Does a joint venture need to be registered as a legal entity?

No. A joint venture in South Africa does not need to be registered as a separate legal entity such as a company or close corporation. It operates through a contractual agreement between the existing legal entities. However, the JV agreement must be in writing, signed by all parties, and submitted with the bid documents. The procuring institution will verify each member separately on the CSD.

Can a JV include both a local and a foreign company?

Yes, a JV can include a foreign company, but the foreign entity must still comply with all South African procurement requirements including tax clearance, CSD registration, and B-BBEE disclosure. Foreign entities are generally treated as non-compliant for B-BBEE purposes, which will negatively affect the JV's weighted B-BBEE score. National Treasury's local content policies may also impose additional requirements depending on the sector.

What happens if one JV member withdraws after the bid is awarded?

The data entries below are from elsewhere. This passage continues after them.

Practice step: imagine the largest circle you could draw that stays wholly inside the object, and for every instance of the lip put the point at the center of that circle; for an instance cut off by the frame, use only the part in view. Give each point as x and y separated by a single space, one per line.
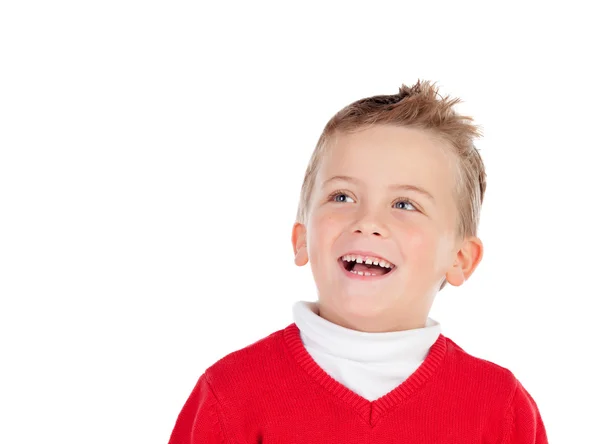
368 253
363 278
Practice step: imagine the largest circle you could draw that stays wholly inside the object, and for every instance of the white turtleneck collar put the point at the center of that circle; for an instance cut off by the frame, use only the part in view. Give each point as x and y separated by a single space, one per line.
369 364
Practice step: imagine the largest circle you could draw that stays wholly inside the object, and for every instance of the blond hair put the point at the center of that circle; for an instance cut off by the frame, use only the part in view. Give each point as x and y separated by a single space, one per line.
416 106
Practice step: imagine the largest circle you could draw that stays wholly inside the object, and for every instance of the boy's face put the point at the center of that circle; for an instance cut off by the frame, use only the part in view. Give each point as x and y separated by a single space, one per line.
361 211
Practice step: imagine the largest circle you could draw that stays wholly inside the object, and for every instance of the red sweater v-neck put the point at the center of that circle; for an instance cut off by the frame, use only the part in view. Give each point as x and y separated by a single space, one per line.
272 391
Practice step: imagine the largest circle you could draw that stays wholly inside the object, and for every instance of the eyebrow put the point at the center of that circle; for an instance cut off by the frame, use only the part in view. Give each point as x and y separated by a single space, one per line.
392 187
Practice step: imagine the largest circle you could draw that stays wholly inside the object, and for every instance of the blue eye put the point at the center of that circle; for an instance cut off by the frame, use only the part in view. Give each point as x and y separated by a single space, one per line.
404 201
340 197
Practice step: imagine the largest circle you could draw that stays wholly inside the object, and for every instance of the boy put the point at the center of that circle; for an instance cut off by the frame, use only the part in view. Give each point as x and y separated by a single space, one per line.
388 215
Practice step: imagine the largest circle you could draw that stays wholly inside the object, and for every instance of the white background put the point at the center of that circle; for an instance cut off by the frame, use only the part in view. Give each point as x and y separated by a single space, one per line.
151 161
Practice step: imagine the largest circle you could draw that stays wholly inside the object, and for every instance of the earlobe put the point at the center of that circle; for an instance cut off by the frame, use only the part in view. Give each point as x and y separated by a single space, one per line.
299 244
467 260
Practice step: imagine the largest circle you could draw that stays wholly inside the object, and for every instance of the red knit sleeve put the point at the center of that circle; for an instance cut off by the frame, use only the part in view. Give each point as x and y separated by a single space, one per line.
523 423
199 422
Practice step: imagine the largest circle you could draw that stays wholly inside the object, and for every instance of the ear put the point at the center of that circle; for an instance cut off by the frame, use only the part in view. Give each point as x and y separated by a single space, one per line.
299 244
467 259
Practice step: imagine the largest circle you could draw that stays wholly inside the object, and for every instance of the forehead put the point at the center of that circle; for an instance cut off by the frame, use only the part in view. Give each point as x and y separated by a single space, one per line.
384 155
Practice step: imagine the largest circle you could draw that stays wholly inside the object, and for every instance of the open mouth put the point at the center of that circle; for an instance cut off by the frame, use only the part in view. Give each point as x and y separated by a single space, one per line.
365 265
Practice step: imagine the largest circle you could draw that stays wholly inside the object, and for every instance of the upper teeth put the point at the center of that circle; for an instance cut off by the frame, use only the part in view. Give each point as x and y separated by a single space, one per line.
367 260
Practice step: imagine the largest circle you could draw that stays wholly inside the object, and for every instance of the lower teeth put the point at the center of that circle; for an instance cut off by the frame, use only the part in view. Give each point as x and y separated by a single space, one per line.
363 273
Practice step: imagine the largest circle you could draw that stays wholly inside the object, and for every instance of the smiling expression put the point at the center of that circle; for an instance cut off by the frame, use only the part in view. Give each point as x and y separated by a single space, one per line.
381 231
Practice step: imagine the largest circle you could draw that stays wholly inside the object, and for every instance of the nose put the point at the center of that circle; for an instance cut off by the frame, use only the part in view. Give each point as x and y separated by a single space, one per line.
369 224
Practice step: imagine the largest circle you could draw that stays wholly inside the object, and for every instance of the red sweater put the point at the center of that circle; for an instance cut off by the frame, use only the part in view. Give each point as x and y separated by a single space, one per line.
272 391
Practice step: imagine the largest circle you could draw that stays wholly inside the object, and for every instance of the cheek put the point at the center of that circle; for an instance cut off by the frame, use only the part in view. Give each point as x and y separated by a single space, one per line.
419 243
322 229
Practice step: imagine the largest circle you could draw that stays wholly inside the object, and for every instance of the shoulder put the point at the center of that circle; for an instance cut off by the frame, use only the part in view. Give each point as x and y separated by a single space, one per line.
480 371
250 368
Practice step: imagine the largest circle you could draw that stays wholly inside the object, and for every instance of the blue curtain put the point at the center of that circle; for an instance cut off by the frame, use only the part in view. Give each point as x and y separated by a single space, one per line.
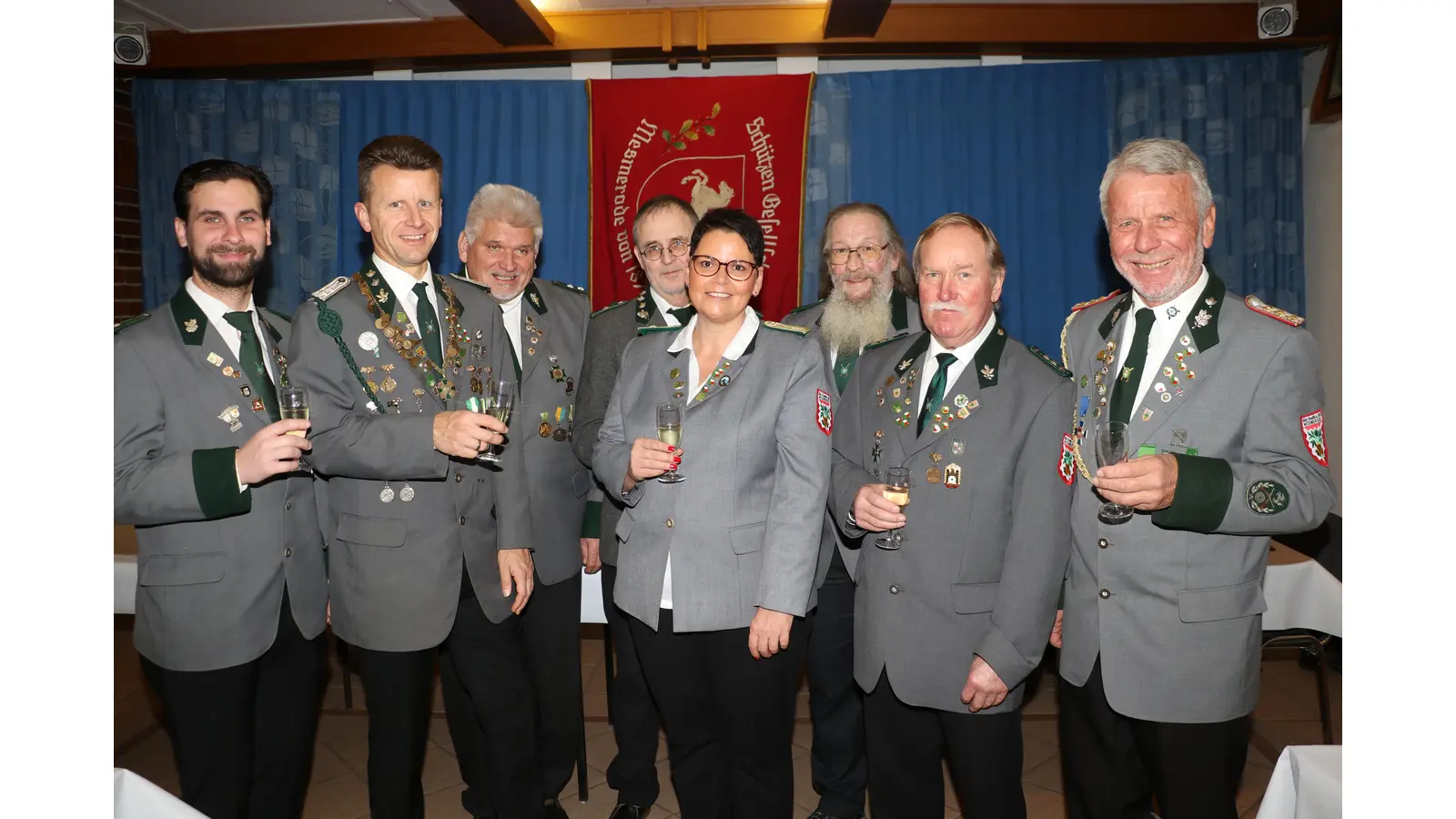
528 133
1021 147
1242 116
290 130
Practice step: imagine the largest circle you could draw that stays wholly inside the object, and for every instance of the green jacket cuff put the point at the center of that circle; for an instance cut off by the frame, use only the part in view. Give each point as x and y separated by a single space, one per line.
592 521
1201 497
215 475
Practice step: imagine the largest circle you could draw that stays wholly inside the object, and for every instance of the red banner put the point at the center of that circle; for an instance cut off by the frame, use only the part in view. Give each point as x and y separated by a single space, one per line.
713 142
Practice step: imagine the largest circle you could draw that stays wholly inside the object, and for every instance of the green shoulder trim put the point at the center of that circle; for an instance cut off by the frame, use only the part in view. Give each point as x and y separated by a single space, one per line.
793 329
1047 360
124 324
611 307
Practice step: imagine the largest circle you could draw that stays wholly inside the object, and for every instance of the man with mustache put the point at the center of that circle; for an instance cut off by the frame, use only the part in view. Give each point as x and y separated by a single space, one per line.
662 232
1222 404
865 288
953 611
230 586
546 327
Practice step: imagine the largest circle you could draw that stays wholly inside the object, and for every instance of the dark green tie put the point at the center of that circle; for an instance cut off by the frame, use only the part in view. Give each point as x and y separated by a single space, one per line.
427 322
1125 389
844 365
251 354
936 390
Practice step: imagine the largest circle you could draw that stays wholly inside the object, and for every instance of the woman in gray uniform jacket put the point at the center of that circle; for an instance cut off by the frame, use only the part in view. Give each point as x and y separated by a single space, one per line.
717 571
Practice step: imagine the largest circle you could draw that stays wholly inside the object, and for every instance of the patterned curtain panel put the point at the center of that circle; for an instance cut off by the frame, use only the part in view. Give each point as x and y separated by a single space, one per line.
290 130
1242 116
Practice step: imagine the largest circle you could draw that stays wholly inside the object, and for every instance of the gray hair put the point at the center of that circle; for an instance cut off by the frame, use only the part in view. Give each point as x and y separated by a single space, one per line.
1165 157
504 203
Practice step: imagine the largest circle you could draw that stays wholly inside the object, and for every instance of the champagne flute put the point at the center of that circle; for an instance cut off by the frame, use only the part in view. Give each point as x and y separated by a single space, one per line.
897 491
293 402
670 431
1111 448
499 402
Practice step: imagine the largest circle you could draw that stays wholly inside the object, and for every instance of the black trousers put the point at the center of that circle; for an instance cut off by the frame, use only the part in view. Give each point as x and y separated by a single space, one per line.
635 720
488 661
728 717
551 627
244 736
1113 765
836 704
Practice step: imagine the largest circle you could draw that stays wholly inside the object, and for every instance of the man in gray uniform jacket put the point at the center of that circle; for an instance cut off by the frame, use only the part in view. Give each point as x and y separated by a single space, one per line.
230 588
546 329
429 547
1220 395
953 617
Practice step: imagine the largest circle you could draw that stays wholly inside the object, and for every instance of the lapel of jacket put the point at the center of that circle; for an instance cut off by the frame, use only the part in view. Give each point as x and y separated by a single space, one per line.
1188 363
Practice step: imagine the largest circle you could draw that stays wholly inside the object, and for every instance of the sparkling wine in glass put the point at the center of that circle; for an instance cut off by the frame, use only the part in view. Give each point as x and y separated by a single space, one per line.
1111 448
670 431
897 491
499 402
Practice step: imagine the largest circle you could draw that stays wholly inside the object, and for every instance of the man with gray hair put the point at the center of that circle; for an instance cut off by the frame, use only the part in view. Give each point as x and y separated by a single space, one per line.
1219 402
865 283
546 327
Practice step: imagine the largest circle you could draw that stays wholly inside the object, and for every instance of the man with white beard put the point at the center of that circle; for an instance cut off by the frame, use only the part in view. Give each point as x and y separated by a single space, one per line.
864 298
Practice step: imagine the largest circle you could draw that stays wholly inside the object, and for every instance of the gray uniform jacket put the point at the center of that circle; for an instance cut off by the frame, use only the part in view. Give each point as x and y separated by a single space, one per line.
553 329
608 336
395 566
905 318
211 561
986 538
1172 601
744 526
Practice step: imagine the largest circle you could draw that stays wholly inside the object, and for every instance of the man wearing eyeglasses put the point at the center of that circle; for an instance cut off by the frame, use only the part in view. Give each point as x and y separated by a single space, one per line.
546 325
864 298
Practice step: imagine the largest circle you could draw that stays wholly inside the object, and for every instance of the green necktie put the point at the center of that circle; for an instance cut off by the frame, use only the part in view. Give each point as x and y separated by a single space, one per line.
936 392
844 365
427 324
1125 392
251 354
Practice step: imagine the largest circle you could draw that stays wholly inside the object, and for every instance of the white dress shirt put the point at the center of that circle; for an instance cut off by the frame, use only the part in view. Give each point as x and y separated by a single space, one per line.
1168 322
965 354
684 341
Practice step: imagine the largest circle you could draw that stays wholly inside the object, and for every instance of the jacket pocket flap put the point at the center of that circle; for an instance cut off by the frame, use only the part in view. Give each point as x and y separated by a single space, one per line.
747 540
1227 602
371 531
182 570
973 598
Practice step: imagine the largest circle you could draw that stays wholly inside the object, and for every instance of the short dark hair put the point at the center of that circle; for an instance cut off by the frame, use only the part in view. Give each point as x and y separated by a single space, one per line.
659 205
733 222
218 171
399 152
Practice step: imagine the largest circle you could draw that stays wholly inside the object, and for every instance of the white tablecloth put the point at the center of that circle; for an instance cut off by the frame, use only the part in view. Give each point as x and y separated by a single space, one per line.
126 591
1305 784
138 799
1300 593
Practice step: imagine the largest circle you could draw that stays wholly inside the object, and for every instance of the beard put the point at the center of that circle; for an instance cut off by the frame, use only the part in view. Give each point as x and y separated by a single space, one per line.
230 276
854 324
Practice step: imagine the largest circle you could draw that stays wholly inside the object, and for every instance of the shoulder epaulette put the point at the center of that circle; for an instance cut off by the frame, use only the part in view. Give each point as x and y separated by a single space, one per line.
1047 360
612 307
328 290
124 324
1094 302
793 329
1259 307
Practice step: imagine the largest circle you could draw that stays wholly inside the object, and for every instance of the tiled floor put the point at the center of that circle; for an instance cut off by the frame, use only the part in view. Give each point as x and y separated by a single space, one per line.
1288 714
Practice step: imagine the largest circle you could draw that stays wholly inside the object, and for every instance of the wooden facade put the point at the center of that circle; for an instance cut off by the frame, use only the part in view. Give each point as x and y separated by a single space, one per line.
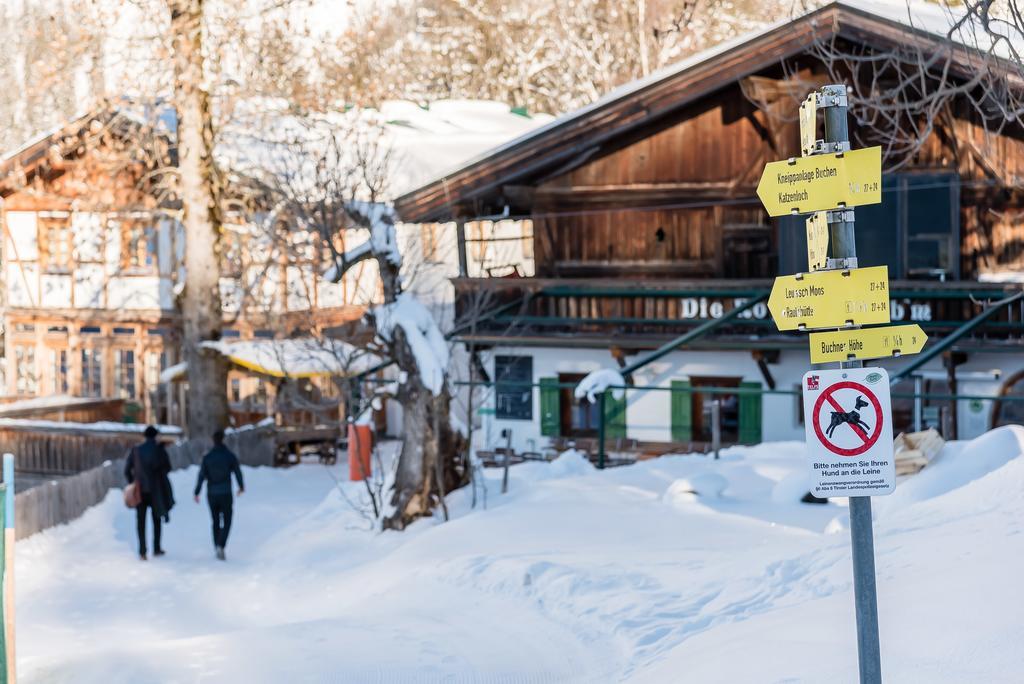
651 189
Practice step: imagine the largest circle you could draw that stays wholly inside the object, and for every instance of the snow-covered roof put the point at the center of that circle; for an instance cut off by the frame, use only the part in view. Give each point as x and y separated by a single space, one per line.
926 16
420 143
916 15
42 402
100 426
303 357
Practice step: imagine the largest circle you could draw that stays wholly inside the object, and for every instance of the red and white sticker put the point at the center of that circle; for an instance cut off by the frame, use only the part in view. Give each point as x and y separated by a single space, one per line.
848 419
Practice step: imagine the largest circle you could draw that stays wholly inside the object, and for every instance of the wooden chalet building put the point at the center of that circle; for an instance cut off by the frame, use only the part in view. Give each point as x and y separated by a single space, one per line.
92 256
645 223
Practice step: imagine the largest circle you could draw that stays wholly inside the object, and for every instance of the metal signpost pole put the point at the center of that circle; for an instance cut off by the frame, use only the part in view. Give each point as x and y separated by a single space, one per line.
843 254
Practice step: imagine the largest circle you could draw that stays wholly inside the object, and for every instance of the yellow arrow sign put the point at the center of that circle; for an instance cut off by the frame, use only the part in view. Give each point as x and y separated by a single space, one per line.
846 345
804 184
817 241
830 299
808 124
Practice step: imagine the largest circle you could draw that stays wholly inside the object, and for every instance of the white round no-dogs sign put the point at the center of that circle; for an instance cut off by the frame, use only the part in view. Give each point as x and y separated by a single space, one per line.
848 418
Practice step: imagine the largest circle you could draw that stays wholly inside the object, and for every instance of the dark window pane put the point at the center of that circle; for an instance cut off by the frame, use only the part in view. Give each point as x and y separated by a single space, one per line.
878 230
515 399
924 255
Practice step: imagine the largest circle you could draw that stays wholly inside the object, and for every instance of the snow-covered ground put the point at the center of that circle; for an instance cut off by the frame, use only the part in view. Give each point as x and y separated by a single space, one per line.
574 575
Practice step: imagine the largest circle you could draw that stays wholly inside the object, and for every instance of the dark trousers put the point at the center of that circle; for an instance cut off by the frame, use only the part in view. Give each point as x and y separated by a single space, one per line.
140 522
220 510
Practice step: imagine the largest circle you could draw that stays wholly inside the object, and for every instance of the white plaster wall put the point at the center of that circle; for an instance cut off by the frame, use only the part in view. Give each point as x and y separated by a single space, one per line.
87 237
135 292
55 291
648 413
23 236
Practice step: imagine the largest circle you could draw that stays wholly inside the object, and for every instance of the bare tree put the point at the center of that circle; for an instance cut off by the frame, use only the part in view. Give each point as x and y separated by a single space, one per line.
923 90
200 194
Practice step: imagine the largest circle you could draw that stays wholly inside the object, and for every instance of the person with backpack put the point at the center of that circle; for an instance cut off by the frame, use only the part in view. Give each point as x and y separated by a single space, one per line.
217 467
146 469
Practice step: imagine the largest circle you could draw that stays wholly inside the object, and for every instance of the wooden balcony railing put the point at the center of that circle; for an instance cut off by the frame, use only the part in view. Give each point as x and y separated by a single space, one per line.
633 311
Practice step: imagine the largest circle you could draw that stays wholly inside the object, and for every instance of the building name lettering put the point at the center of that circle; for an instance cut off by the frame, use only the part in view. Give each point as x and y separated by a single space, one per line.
715 307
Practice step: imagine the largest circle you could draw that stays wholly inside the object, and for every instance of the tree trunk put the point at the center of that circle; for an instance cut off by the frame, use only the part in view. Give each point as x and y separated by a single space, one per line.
427 433
419 483
207 402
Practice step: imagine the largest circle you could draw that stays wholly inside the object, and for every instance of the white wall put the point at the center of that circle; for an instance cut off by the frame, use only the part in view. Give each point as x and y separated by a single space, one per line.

If a JV member withdraws after contract award, the remaining members remain jointly and severally liable for full contract performance unless the procuring institution agrees to a novation or variation. The withdrawal must be disclosed to the procuring institution immediately. In construction contracts, the CIDB may need to approve any changes to the JV composition. Withdrawal without consent can be treated as a breach of contract.

Can an individual JV member submit their own separate bid for the same tender?

This depends on the bid conditions. Some organs of state explicitly prohibit a company from participating in more than one bid for the same tender, either individually or as part of a JV. Where such a prohibition applies, submitting both a solo and JV bid can result in disqualification of both bids. Always read the bid conditions carefully before forming a JV.

What must the JV agreement contain to satisfy National Treasury requirements?

The JV agreement must include the full legal names and registration numbers of all parties, the percentage participation of each party, the identity of the lead partner, the allocation of responsibilities and deliverables, the arrangement for sharing proceeds, the process for making decisions, the duration of the JV, and each party's obligations regarding tax compliance and B-BBEE certification. National Treasury's template JV agreement provides a useful starting point.

Are SMMEs encouraged to form joint ventures?

Yes. The preferential procurement policy specifically encourages SMMEs to form joint ventures to build capacity and compete for larger contracts. CIDB's Contractor Development Programmes also facilitate JV arrangements between emerging contractors and established firms. The PPPFA sub-contracting provisions (Regulation 13) may even compel winning bidders to sub-contract portions to designated groups, which can be structured through a JV or sub-contracting arrangement.